Examples include stack based buffer overflows, denial of service (DoS), and session hijacking.Gaining access is known in the hacker world as owning the system.
Maintaining Access:- Once a hacker has gained access, they want to keep that access for future exploitation and attacks. Sometimes, hackers harden the system from other hackers or security personnel by securing their exclusive access with backdoors, rootkits, and Trojans.
Once the hacker owns the system, they can use it as a base to launch additional attacks. In this case, the owned system is sometimes referred to as a zombie system.
Covering Tracks:- Once hackers have been able to gain and maintain access, they cover their tracks to avoid detection by security personnel, to continue to use the owned system, to remove evidence of hacking, or to avoid legal action. Hackers try to remove all traces of the attack, such as log files or intrusion detection system (IDS) alarms. Examples of activities during this phase of the attack include steganography, the use of tunneling protocols, and altering log files.
4.Foot printing.
Footprinting (also known as reconnaissance) is the technique used for gathering information about computer systems and the entities they belong to. To get this information, a hacker might use various tools and technologies. This information is very useful to a hacker who is trying to crack a whole system.

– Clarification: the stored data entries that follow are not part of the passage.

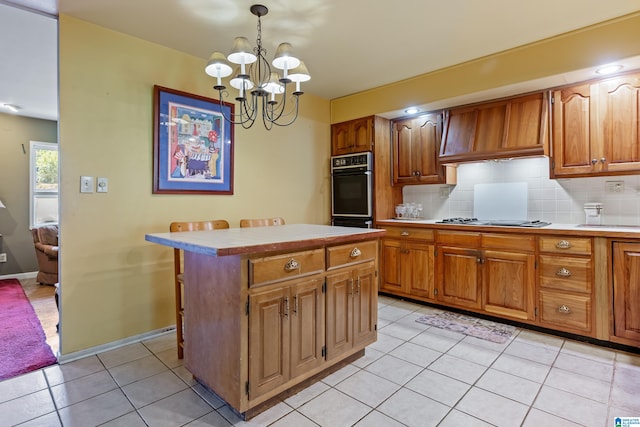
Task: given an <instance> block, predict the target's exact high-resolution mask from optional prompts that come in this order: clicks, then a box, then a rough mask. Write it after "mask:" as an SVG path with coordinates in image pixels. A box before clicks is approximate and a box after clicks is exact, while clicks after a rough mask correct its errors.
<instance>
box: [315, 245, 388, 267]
mask: <svg viewBox="0 0 640 427" xmlns="http://www.w3.org/2000/svg"><path fill="white" fill-rule="evenodd" d="M377 253H378V241H377V240H371V241H367V242H358V243H349V244H347V245H339V246H331V247H328V248H327V270H333V269H336V268H340V267H344V266H347V265H353V264H359V263H361V262H365V261H371V260H374V259H375V258H376V255H377Z"/></svg>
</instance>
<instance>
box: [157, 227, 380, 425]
mask: <svg viewBox="0 0 640 427" xmlns="http://www.w3.org/2000/svg"><path fill="white" fill-rule="evenodd" d="M384 234H385V231H384V230H375V229H362V228H350V227H332V226H323V225H310V224H292V225H282V226H275V227H258V228H230V229H224V230H212V231H194V232H181V233H158V234H147V235H146V236H145V239H146V240H147V241H150V242H153V243H158V244H161V245H165V246H170V247H173V248H178V249H182V250H184V251H185V252H184V253H185V255H184V281H185V291H184V292H185V295H184V301H185V302H184V304H185V307H184V309H185V325H184V327H185V361H184V364H185V367H186V368H187V369H188V370H189V371H190V372H191V373H192V374H193V375H194V377H195V378H196V379H197V380H198V381H199V382H201V383H202V384H204V385H205V386H207V387H208V388H209V389H211V390H212V391H214V392H215V393H216V394H217V395H218V396H220V397H221V398H222V399H224V400H225V401H226V402H227V403H228V404H229V405H230V406H231V407H232V408H233V409H234V410H236V411H237V412H238V413H239V414H241V415H242V416H243V417H244V418H245V419H249V418H251V417H252V416H254V415H255V414H257V413H259V412H260V411H262V410H264V409H266V408H267V407H269V406H271V405H273V404H275V403H276V402H277V401H278V400H279V398H280V397H282V396H283V395H286V394H287V393H288V392H289V391H291V390H295V389H297V388H299V387H300V386H301V385H307V384H310V383H312V382H313V381H316V380H318V379H319V378H321V377H322V376H323V375H326V374H327V373H330V372H331V371H332V370H334V369H336V368H337V367H339V366H342V365H343V364H345V363H347V362H349V361H351V360H353V359H355V358H357V357H360V356H361V355H363V354H364V348H365V346H366V345H368V344H370V343H372V342H375V340H376V336H377V300H378V296H377V291H378V274H377V270H378V240H379V239H380V238H381V237H382V236H383V235H384ZM178 327H179V326H178Z"/></svg>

During this phase, a hacker can collect the following information −
Domain name
IP Addresses
Namespaces
Employee information
Phone numbers
E-mails
Job Information
Some techniques, tools, commands are use for footprinting.
Some techniques, tools, commands are use for footprinting:
Ping <target ip address> / <target name>
Who is lookup
Webinformer. Com
In webinformer.com you can get all the details of target websites. Its email, DNS, phone numbers, related emails, states etc. This is the best technique for footprinting of any website. You can get the ip address of you target. For an ethical hacker these informations are very useful.
4.who read me
You can track your mail by that track report option.who readme gives notification whether the target read your email or not and the actual time when read.